I looked at Owen, who fell in behind us with Keir’s guard. “Oh.”
“Yes.”
“Will you read some more of that story to me?” I asked quietly after we turned a corner.
He snorted. “Why?”
I blurted out my honest reasoning before I could second guess it. “Because I like your voice and I’m still exhausted.”
He was quiet a moment. “It was a book my mother always read to us at bedtime. I didn’t realize at the time what she was preparing us for. So I still read it on occasion.”
“Well, I liked it,” I told him.
“Bedtime story it is,” he said with a laugh.
So that was how, with a book in his hands and my head on his chest, I fell asleep listening to Keir reading me a story. One in which a happy ending was at least sure to be found.
CHAPTER28
“Now we are stealing from the kitchens to feed the wolf?”
I looked at Owen and gave him a little shrug. “It was going to get thrown out.”
He rolled his eyes.
I felt I had been quite resourceful. After sleeping well tucked safely in Keir’s room, I was feeling much better this morning. It might have been some lasting effects of the sleeping tonic the king had given me, but I actually felt rested for once. I had felt so refreshed in fact, I had gotten up early and pestered the cooks for some leftover turkey that was going to be thrown out and brought it with us to leave for the wolf.

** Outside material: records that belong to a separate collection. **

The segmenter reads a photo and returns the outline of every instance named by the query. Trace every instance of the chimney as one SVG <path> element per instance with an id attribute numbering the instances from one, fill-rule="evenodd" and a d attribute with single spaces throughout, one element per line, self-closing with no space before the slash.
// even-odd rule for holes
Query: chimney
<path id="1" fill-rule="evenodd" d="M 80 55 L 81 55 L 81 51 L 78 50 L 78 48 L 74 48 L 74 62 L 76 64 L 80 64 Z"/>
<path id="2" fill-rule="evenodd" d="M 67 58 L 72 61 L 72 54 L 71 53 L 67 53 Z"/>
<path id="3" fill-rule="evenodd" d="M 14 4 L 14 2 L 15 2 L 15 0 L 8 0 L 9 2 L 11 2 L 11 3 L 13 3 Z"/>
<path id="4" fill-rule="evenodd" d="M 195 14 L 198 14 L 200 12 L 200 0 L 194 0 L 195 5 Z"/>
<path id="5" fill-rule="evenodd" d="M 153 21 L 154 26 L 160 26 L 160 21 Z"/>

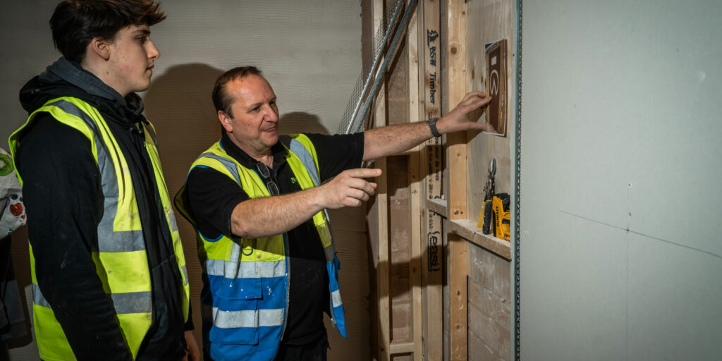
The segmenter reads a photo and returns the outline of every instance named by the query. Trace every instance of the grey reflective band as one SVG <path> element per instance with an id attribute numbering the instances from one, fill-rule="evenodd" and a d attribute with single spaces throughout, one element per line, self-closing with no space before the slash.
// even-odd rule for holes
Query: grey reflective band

Owen flicked out his finger, knowing that I would demand for him to warm the food. But when he did, I was standing between him and the food, so his magic separated and went around me before landing at the meat.
“Did you know your magic would avoid me like that?”
He gave me a nod. “More like you were not the target, so regardless of your Iron Will, it knew to go around you and to the meat.”
“Oh.” I still had so many questions about magic. Like there were different colors that apparently took different forms as the lightning-looking magic traveled through the air.
“What?” Owen asked, evidently seeing my confusion all over my face.
“What’s your magic’s shape?”
He stopped walking and lifted his hand, palm up. The green magic came from his palm slowly and formed a large bear, that proceeded to charge around us before blasting Owen with a breeze of air that moved his hair backward. I would have also felt the breeze had I not been immune to magic.
“Aww!” I gasped. “You’re a bear, Owen.”
He glared at me. “Bears are powerful. Why are you saying it like I am something you wish to boop on the nose or hug?”
I giggled but then tried to stop as soon as I saw how seriously offended he was. “Bears are powerful. I’m sorry, I didn’t mean to insult you. I just think it fits you. Even if I do wish to boop you on the nose or give you a hug.”